Modi's Bharatiya Janata Party (BJP) and the Peoples Democratic Party (PDP) are expected to be officially sworn into office in the restive region's winter capital of Jammu in a tightly secured ceremony attended by the premier.
PDP leader Mufti Mohammad Sayeed will be chief minister of the region and head of its coalition government, following inconclusive elections held two months ago for the state assembly.
The December polls were marred by a number of deadly attacks in the Himalayan region, which is divided between India and Pakistan and claimed by both.
Rebel groups have been fighting Indian forces since 1989 for independence or a merger of the territory with Muslim-majority Pakistan. The fighting has left tens of thousands dead, mostly civilians.
Security was tight around the University of Jammu, the venue where the cabinet will be inaugurated from 0530 GMT, with swarms of police patrolling the grounds.
"We have taken all necessary measures along the border (with Pakistan) and in the city to maintain law and order," police inspector general for the Jammu region, Rajesh Kumar, told AFP.

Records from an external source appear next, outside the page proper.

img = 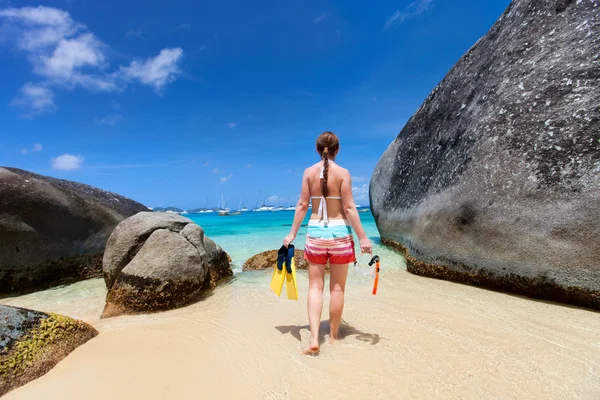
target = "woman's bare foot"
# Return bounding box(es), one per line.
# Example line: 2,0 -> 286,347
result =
302,335 -> 320,355
302,346 -> 319,356
330,326 -> 340,343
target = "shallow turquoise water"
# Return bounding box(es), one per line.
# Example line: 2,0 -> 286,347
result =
186,209 -> 406,273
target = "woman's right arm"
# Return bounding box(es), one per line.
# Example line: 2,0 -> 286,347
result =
283,169 -> 311,247
340,171 -> 372,254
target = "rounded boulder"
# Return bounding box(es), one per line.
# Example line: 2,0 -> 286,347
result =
101,212 -> 232,318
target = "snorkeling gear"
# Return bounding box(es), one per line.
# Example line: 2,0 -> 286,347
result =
270,244 -> 299,300
369,255 -> 380,295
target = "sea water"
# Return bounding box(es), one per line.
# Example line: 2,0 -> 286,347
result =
186,208 -> 407,276
2,208 -> 406,319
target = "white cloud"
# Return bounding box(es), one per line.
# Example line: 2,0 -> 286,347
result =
120,48 -> 183,93
0,6 -> 184,115
51,153 -> 84,170
94,114 -> 123,126
203,161 -> 210,166
384,10 -> 402,30
246,163 -> 252,168
125,29 -> 142,39
313,13 -> 328,23
220,174 -> 232,183
266,195 -> 284,204
352,184 -> 369,202
212,168 -> 220,174
21,142 -> 43,154
384,0 -> 434,30
226,122 -> 237,128
37,33 -> 106,81
11,83 -> 56,117
0,6 -> 80,51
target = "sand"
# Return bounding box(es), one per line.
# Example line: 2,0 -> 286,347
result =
2,268 -> 600,399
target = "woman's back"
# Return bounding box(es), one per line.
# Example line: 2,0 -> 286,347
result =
306,160 -> 348,221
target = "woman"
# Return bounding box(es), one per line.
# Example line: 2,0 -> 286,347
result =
283,131 -> 372,355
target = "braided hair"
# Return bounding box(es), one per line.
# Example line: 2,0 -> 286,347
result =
316,131 -> 340,197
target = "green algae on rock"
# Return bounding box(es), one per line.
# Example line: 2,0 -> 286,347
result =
0,305 -> 98,397
381,238 -> 600,310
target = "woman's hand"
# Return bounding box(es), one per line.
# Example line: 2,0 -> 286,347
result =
359,237 -> 372,255
283,233 -> 296,247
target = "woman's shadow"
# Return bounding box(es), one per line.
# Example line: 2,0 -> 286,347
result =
275,319 -> 382,346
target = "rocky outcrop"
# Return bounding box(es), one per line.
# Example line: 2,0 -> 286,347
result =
0,305 -> 98,396
370,0 -> 600,309
243,249 -> 325,271
101,212 -> 232,318
0,167 -> 149,296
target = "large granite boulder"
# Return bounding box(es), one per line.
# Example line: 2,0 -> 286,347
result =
0,167 -> 149,296
101,212 -> 232,318
370,0 -> 600,309
0,305 -> 98,396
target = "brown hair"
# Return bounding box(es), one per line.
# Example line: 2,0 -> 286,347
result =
316,131 -> 340,196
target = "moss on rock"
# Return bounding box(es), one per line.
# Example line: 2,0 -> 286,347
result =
0,308 -> 98,396
381,238 -> 600,311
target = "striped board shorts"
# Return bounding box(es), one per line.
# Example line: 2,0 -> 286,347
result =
304,219 -> 356,265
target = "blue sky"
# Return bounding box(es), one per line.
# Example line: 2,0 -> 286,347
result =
0,0 -> 510,209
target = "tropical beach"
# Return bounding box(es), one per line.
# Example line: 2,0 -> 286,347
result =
3,212 -> 600,399
3,264 -> 600,399
2,0 -> 600,398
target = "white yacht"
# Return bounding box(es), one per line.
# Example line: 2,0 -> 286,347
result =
253,205 -> 274,212
217,194 -> 230,216
238,197 -> 249,212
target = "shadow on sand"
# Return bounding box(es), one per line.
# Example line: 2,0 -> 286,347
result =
275,319 -> 382,346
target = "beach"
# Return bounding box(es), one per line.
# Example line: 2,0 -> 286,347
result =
3,211 -> 600,400
2,0 -> 599,398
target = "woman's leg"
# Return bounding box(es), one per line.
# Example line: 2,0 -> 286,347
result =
306,262 -> 326,353
329,263 -> 349,340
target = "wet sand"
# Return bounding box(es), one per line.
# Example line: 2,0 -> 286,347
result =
3,268 -> 600,399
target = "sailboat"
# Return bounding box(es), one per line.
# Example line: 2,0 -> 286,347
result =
217,194 -> 230,216
253,192 -> 274,212
238,197 -> 249,212
197,197 -> 214,213
271,197 -> 284,212
284,196 -> 297,211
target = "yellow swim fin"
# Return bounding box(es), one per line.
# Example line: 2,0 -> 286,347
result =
270,246 -> 287,296
285,252 -> 299,300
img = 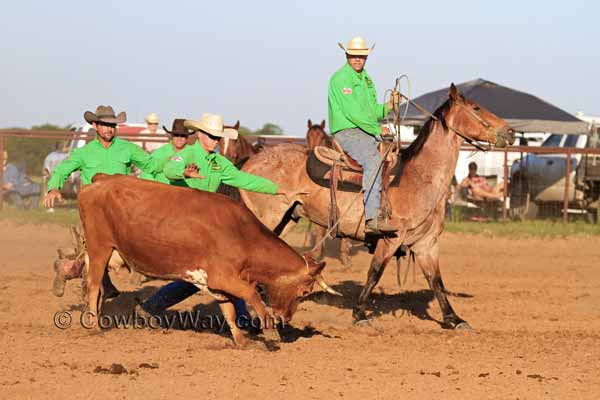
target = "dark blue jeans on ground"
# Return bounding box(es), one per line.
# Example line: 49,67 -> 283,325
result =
142,280 -> 249,326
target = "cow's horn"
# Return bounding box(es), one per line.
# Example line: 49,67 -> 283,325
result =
315,274 -> 342,296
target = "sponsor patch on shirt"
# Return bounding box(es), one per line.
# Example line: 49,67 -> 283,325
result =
342,87 -> 352,95
211,165 -> 221,171
170,156 -> 183,162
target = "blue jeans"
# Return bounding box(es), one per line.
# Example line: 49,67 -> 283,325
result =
142,280 -> 249,323
335,128 -> 383,221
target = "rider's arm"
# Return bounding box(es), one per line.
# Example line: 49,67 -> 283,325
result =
163,147 -> 193,181
128,142 -> 160,175
47,150 -> 83,191
220,157 -> 278,194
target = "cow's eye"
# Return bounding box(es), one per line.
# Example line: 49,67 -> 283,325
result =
473,106 -> 481,112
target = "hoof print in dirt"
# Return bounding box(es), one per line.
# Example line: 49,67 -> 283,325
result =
138,363 -> 159,369
93,363 -> 128,375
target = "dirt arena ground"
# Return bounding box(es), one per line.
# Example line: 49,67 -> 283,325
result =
1,221 -> 599,399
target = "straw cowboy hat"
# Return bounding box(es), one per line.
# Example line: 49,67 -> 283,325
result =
83,105 -> 127,124
338,36 -> 375,56
145,112 -> 160,124
184,113 -> 238,139
163,119 -> 192,136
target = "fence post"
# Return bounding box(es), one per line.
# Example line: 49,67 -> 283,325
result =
563,151 -> 571,223
0,135 -> 4,210
503,146 -> 508,220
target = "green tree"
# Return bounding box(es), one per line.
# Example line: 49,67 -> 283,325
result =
5,123 -> 70,176
255,123 -> 283,135
238,126 -> 253,136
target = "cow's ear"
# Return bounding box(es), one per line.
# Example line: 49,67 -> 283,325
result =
307,119 -> 312,128
307,260 -> 326,277
320,120 -> 326,129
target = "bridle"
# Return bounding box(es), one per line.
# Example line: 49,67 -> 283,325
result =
398,93 -> 495,152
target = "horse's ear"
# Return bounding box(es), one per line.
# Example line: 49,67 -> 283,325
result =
320,120 -> 326,129
233,120 -> 240,130
448,83 -> 461,101
307,119 -> 312,128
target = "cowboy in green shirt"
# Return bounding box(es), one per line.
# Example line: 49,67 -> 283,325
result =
140,119 -> 192,184
163,113 -> 280,195
137,112 -> 296,323
45,105 -> 160,206
44,105 -> 159,298
328,37 -> 398,234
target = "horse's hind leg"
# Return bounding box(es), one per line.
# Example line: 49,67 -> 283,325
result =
413,243 -> 471,330
352,239 -> 398,323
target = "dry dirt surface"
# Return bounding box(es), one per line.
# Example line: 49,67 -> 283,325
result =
1,220 -> 599,399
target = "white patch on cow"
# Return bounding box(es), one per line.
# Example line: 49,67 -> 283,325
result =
186,269 -> 227,301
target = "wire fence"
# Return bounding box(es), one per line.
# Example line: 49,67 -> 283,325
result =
1,129 -> 599,223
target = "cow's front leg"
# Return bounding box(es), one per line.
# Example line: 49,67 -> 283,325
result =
218,301 -> 247,347
211,279 -> 280,343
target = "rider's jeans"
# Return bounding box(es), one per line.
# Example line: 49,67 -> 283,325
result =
335,128 -> 383,221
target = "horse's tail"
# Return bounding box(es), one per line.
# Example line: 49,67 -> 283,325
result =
395,246 -> 414,288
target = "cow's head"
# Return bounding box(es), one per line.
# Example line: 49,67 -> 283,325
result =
266,255 -> 327,322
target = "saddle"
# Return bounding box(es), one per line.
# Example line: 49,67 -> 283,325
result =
306,139 -> 400,237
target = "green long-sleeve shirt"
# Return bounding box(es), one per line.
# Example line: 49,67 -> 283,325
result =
163,142 -> 278,194
140,142 -> 179,184
328,63 -> 390,136
47,137 -> 159,191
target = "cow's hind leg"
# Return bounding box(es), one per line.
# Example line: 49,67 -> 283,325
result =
413,243 -> 471,330
352,238 -> 399,323
86,247 -> 114,327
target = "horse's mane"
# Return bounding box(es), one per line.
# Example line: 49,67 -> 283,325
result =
400,99 -> 451,163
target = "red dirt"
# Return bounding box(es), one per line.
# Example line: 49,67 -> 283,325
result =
1,221 -> 598,399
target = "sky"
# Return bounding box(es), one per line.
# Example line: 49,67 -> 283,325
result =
2,0 -> 598,135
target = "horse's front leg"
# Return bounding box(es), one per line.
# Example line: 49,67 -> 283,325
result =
352,237 -> 401,323
413,243 -> 471,330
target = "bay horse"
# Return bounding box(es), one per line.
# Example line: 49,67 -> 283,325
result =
305,119 -> 353,270
219,121 -> 257,162
239,84 -> 514,329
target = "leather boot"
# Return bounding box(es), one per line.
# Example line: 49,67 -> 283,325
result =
365,218 -> 398,234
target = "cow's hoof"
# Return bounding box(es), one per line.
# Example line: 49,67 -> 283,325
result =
262,328 -> 281,343
352,309 -> 368,324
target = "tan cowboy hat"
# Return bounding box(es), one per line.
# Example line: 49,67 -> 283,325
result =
184,113 -> 238,139
338,36 -> 375,56
84,105 -> 127,124
145,112 -> 160,124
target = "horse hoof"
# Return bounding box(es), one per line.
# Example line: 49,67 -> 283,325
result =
353,318 -> 372,327
455,322 -> 473,331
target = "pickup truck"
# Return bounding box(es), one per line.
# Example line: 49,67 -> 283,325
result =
510,127 -> 600,221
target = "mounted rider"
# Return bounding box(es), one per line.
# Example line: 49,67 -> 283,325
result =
328,37 -> 399,235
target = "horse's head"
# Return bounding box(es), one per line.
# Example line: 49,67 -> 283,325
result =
306,119 -> 330,150
219,120 -> 240,161
446,83 -> 515,148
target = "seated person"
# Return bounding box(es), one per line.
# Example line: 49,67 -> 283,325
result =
2,150 -> 41,209
458,162 -> 504,201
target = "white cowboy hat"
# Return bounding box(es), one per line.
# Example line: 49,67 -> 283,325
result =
145,112 -> 160,124
184,113 -> 238,139
338,36 -> 375,56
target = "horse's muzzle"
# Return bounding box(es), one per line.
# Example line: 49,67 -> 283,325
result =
496,126 -> 515,148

Modi and Sayeed last week finally agreed on a common agenda to jointly rule the disputed state following weeks of negotiations, and details were expected to be unveiled on Sunday.

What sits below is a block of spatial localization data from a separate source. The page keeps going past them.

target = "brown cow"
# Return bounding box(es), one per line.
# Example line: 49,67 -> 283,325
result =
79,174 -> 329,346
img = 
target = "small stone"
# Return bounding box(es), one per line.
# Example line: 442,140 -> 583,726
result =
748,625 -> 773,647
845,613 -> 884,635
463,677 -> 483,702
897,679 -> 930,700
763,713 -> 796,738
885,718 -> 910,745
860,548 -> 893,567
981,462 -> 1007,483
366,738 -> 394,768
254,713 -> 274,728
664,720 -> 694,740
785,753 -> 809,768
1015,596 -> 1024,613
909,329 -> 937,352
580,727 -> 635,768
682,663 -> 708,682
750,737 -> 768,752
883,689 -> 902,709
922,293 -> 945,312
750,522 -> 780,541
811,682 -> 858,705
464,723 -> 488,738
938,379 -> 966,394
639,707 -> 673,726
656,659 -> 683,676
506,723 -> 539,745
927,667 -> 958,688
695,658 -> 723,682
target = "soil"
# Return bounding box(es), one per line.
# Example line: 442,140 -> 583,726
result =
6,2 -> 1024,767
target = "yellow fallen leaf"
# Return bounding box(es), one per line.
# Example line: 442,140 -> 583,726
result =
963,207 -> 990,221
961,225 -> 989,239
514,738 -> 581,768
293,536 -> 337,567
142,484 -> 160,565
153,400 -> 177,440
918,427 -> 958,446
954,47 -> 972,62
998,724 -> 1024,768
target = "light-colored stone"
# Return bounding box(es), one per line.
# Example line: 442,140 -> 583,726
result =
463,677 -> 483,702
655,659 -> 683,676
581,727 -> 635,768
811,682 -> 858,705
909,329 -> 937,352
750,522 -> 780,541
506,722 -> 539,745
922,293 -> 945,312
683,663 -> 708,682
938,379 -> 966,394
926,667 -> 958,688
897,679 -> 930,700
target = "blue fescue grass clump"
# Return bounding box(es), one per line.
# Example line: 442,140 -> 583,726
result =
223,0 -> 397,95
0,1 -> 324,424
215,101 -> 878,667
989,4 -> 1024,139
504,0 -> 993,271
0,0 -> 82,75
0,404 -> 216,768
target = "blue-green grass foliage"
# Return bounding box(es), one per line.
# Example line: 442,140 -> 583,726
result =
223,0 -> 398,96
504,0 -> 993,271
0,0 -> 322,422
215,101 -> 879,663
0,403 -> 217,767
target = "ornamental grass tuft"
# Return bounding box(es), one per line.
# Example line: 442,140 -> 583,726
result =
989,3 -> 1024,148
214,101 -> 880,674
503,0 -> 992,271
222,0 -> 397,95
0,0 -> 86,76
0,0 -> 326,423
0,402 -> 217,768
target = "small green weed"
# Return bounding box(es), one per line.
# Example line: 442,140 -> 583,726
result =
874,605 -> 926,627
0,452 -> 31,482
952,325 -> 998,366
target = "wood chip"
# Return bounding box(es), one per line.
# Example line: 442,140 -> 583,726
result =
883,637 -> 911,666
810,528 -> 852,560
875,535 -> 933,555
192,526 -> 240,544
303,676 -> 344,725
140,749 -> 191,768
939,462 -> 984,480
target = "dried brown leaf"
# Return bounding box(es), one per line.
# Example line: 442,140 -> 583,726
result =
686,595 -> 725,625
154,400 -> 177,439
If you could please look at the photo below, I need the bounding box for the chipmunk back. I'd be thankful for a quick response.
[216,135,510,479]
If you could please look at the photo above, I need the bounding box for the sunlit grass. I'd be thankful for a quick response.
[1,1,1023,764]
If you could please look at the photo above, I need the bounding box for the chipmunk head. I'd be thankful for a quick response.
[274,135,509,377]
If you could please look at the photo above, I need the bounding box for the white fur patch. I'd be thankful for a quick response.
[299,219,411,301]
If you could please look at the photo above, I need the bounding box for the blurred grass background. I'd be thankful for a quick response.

Ideologically different parties
But the agenda is unlikely to include any reference to scrapping a constitutional provision which allows Kashmir to make its own laws, even though the BJP has long been committed to its abolition.

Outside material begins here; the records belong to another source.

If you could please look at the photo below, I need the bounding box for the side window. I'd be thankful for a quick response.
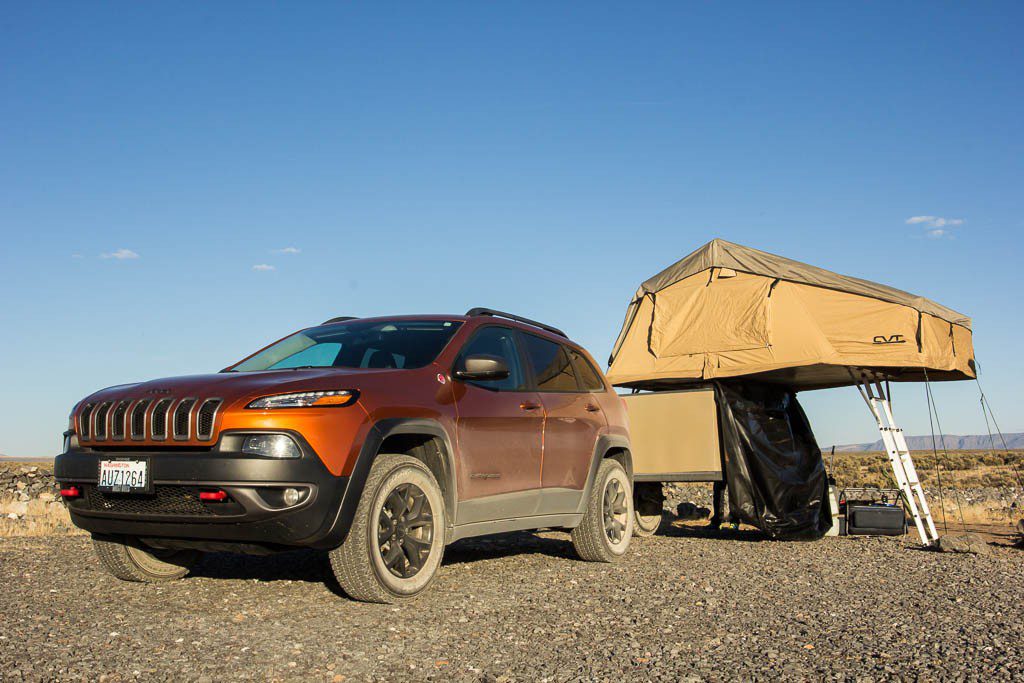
[568,349,605,391]
[457,327,525,391]
[521,334,579,392]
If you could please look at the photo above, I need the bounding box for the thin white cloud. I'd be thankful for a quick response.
[272,246,301,255]
[926,228,951,239]
[252,264,276,272]
[906,216,963,228]
[100,248,140,260]
[71,253,83,259]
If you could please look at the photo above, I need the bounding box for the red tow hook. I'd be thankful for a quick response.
[199,490,228,502]
[60,486,81,499]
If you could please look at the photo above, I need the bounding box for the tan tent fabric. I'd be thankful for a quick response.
[607,239,975,390]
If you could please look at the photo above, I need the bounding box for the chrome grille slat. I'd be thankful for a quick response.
[78,404,94,440]
[92,402,112,440]
[111,400,131,441]
[130,400,151,440]
[151,398,174,440]
[172,399,197,441]
[195,399,222,441]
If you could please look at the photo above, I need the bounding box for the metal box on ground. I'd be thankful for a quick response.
[840,488,907,536]
[846,505,907,536]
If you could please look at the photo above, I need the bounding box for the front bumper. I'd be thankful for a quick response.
[54,430,350,551]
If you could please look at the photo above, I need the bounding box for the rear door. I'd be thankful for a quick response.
[451,326,544,524]
[519,333,606,515]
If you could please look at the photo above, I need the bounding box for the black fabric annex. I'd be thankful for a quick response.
[714,383,832,540]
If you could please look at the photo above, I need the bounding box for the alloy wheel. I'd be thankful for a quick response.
[603,478,628,544]
[377,483,434,578]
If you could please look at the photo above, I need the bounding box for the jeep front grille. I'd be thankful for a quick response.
[77,396,222,443]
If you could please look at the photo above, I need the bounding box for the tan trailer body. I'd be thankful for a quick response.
[622,389,723,482]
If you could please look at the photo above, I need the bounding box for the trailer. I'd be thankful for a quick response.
[622,389,722,534]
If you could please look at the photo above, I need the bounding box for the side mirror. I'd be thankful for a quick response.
[455,354,510,382]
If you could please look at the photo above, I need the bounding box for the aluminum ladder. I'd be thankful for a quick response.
[854,374,940,546]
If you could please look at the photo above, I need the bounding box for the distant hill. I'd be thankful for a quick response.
[836,433,1024,452]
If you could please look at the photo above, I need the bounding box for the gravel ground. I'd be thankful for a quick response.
[1,522,1022,682]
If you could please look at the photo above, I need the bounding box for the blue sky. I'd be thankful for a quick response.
[1,2,1021,457]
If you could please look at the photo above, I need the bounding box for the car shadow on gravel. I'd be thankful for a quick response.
[184,532,579,589]
[190,549,332,583]
[441,531,579,566]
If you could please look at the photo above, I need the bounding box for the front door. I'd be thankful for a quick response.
[451,326,544,524]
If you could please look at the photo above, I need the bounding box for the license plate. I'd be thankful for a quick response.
[98,459,150,493]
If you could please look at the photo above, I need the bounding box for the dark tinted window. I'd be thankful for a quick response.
[568,349,605,391]
[521,334,579,392]
[457,326,525,391]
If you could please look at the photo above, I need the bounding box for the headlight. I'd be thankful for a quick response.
[246,390,358,409]
[242,434,301,459]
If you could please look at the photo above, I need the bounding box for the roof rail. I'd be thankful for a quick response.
[465,308,567,338]
[322,316,358,325]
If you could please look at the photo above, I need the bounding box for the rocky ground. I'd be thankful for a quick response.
[2,520,1022,681]
[0,463,60,511]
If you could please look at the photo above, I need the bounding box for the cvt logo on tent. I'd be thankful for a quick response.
[872,334,907,345]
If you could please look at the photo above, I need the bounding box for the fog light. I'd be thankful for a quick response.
[283,488,301,506]
[241,434,301,459]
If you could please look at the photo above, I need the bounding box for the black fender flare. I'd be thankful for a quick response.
[319,417,459,548]
[575,435,633,516]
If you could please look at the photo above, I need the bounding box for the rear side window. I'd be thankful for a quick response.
[521,334,579,392]
[457,326,526,392]
[568,349,605,391]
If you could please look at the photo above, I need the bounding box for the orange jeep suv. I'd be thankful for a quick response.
[55,309,634,602]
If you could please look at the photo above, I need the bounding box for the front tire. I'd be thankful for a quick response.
[92,535,197,582]
[571,458,634,562]
[329,454,446,603]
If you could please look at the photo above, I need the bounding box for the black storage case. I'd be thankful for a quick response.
[846,505,907,536]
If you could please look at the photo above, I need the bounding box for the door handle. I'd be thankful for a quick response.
[520,402,541,411]
[585,404,602,413]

The BJP has also traditionally baulked at demands by the PDP to scrap a draconian law that gives Indian forces sweeping search and shoot-on-sight powers in Kashmir, which is seen by critics as a cover for rights abuses.
Analysts warned that the coming together of two ideologically different parties could fuel discontent in Jammu, the only mainly Hindu part of the state, and the Kashmir valley where Muslim separatist sentiment has traditionally been strongest.
"A big challenge will be to shore up credibility among voters in both regions of the state," said Siddiq Wahid, a columnist and historian.
"What direction the discontent will take will depend on whether civil rights, like holding peaceful protest marches, will again be curbed." The PDP pledged during the election campaign to halt the BJP's growing influence after Modi swept to power at general polls in May, only to join forces after results were released.
The BJP won 25 out of the 87 seats at the elections to Kashmir's state assembly - a major increase on its previous showings - but it still came slightly behind the PDP on 28.
The new government also faces the tough challenge of rebuilding after floods in September destroyed $16 billion worth of property and infrastructure and left more than 200 people dead.